WHOLE Schools: The movement doesn't end here
- 5 hours ago
- 7 min read

A personal reflection on the last four years of the movement that transformed mental health awareness in DPS
In 2022, as the pandemic continued to test the steadiness of our community’s core pillars, I was earning my Master’s of Public Health from UNC-Chapel Hill.
One day, I happened upon an opportunity at DPS Foundation to address the challenges COVID had intensified for one essential pillar – public schools.
Students, educators, and families have long carried mental health challenges. COVID just happened to illuminate them. The Foundation, along with community partners, was made to ask: What are we going to do to support our students?
As a graduate student, I was all of a sudden tasked with helping DPS assess what can be done to respond to this growing youth mental health crisis. In February 2022, I signed onto DPSF as the lead research fellow before quickly moving to Project Manager for the newly launched WHOLE Schools Movement.
Before we built anything, we listened.
Alongside an incredible team of fellow graduate students, we researched what school districts across North Carolina, the United States, and even internationally were doing to support student well-being.

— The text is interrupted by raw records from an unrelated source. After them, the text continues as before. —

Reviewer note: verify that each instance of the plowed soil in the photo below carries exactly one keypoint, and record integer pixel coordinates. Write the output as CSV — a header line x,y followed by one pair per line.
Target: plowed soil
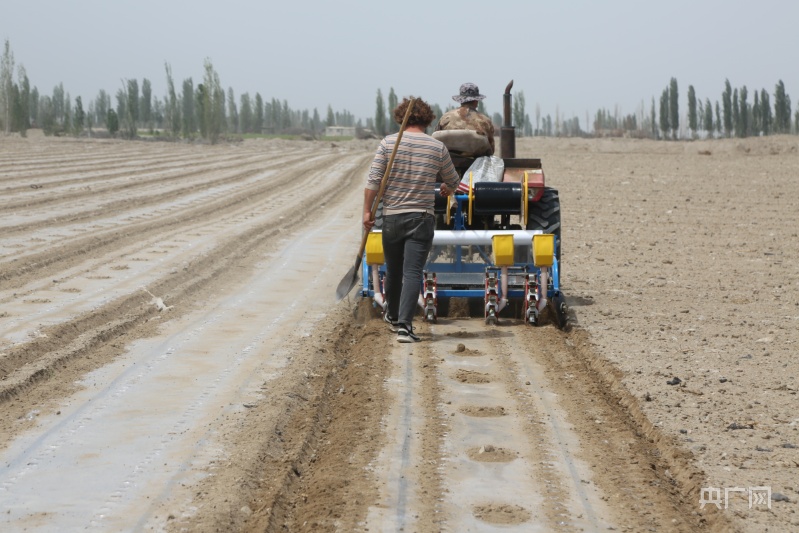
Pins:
x,y
172,356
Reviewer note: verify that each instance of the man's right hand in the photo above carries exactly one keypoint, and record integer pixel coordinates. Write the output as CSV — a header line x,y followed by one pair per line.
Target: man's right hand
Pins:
x,y
368,222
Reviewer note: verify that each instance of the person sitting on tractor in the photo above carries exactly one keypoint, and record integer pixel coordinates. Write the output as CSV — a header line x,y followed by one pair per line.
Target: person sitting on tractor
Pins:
x,y
467,117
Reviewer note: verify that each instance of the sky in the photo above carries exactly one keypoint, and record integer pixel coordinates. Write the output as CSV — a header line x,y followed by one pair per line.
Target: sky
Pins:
x,y
570,57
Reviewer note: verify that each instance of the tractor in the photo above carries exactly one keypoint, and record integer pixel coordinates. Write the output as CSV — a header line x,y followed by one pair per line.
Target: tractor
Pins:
x,y
497,243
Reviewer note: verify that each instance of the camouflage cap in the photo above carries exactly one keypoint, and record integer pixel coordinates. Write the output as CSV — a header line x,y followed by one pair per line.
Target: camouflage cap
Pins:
x,y
469,93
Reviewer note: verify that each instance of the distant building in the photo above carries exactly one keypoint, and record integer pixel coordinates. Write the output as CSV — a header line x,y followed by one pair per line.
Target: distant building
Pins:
x,y
340,131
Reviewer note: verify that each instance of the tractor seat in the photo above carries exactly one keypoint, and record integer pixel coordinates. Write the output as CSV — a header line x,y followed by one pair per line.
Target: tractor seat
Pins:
x,y
467,143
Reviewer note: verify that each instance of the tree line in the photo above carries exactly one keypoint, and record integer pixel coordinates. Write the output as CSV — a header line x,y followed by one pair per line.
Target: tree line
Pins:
x,y
204,110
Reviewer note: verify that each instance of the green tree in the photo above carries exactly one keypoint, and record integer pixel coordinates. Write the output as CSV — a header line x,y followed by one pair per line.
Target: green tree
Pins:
x,y
258,119
146,104
46,115
726,102
132,108
331,117
756,114
380,114
102,103
58,103
112,122
245,113
34,105
782,109
393,127
744,111
692,114
766,118
171,105
665,125
316,122
708,118
233,125
78,117
6,85
519,113
214,104
189,113
674,111
653,123
201,103
24,114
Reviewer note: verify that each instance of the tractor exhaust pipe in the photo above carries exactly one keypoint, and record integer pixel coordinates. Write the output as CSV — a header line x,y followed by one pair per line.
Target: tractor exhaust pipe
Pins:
x,y
508,132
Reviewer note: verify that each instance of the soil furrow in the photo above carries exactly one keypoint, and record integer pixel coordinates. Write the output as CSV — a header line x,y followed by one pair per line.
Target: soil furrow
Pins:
x,y
44,264
80,336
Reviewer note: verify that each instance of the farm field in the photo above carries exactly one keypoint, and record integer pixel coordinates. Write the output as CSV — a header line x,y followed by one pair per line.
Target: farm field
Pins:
x,y
172,356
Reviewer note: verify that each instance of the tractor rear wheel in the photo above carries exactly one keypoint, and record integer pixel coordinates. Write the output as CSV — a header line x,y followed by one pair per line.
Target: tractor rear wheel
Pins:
x,y
545,215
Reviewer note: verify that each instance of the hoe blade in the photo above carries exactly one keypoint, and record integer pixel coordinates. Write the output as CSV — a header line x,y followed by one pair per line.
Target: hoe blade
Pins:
x,y
348,281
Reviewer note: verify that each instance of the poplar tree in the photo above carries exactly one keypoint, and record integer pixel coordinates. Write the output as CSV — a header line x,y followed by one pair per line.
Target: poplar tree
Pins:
x,y
674,111
233,125
189,114
744,112
146,104
6,85
518,113
766,119
79,117
380,115
664,113
259,114
692,121
756,114
172,111
245,114
23,105
331,117
653,122
708,118
782,109
726,102
393,127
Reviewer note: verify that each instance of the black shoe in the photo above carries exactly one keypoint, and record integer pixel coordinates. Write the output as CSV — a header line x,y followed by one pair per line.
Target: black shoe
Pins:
x,y
393,327
406,334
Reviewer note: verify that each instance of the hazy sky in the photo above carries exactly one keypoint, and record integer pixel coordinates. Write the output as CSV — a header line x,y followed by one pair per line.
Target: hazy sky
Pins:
x,y
577,55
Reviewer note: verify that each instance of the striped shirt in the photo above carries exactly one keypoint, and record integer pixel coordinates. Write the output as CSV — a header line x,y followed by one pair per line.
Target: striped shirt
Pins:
x,y
411,184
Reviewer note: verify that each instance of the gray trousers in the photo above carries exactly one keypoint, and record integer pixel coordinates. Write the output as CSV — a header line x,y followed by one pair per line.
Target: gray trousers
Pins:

We examined promising practices, explored emerging research, and looked for examples of what was possible.
But the most important learning didn't come from reports. It came from people.
We sat in focus groups with educators, principals, students, caregivers, community leaders, and mental health professionals. We intentionally created spaces for Black and Brown students and families, LGBTQ+ community members, and other groups whose voices are too often left out of conversations about education and wellness.
Again and again, we heard the same message:
People were exhausted. People were hurting. People wanted schools to be places where they could not only learn, but belong.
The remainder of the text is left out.